Just as they’re finishing up — Guy is going to be okay! — Webber gets Winston on the phone. The man is shaken up. Like, visibly shaking. He tells her that he was pulled over because his bike rack was obstructing his license plate and then they got a look at who was driving and “it turned into one of those things.” They made him get out of the car and they searched through all of his things, tossing it all out on the road to go through it, to have their dog sniff it, to have their dog sniff him. He is beside himself and he doesn’t know how he can get back in the car and drive. Maggie tells him she’ll stay on the phone with him for as long as he needs. She waits for him outside of her house and when he finally pulls up, they hold each other. It’s a tiny bit of relief.
The O.R. Board
• Well, Meredith is still sleeping. It’s still infuriating. This time around, it’s Schmitt who gets to wax poetic about how amazing Meredith is as he takes her for treatment in the hyperbaric chamber. Excuse me, as he takes Doll Meredith into the hyperbaric chamber. I’ve been trying to ignore that doll that they’re using for Meredith for weeks but that thing will haunt me for the rest of my days and it needs to be mentioned. Anyway, this is where the guy with the intestines comes into play: They have to double up in the chamber these days and when that patient’s insides are on the outside of his body, it’s Schmitt who steps in, asks, “What Would Meredith Grey Do?” and then saves that man’s life like a real boss.

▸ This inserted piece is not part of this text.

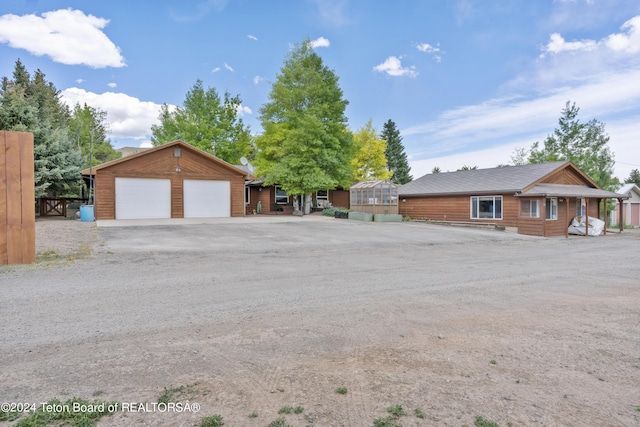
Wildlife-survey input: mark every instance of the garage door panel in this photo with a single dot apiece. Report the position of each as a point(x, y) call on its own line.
point(207, 199)
point(143, 198)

• Cormac is one of the doctors inspired by Nell. At the beginning of the episode, he shows up at Grey Sloan with a major head wound: He was at the protest with his two sons and ended up in a fight. Because of that experience, he refuses to let his sons continue to protest. After hearing Nell’s story, however, he knows he needs to let them be a part of this moment and to take a stand. As long as he’s there with them.
• Jackson, too, is moved by Nell’s story. He realizes he’s never actually been to a march or protest, but rather donated money and signed petitions when he could. He goes to his mother to ask why her philosophy is that going to work and being successful was the best way to help. He wants to know why they don’t have scars like Nell and Webber. All of this ties into Jackson’s new push for the Fox Foundation to put together free COVID testing sites — just one of the ideas he and intern Ortiz came up with after their meeting in the previous episode. Catherine’s been putting him off because of stuff with the board, but Jackson’s tired of all the red tape. He’s tired of not doing enough. At the end of the episode, he’s in his car plugging in an address to his GPS, somewhere that’s 11 hours away. A mystery!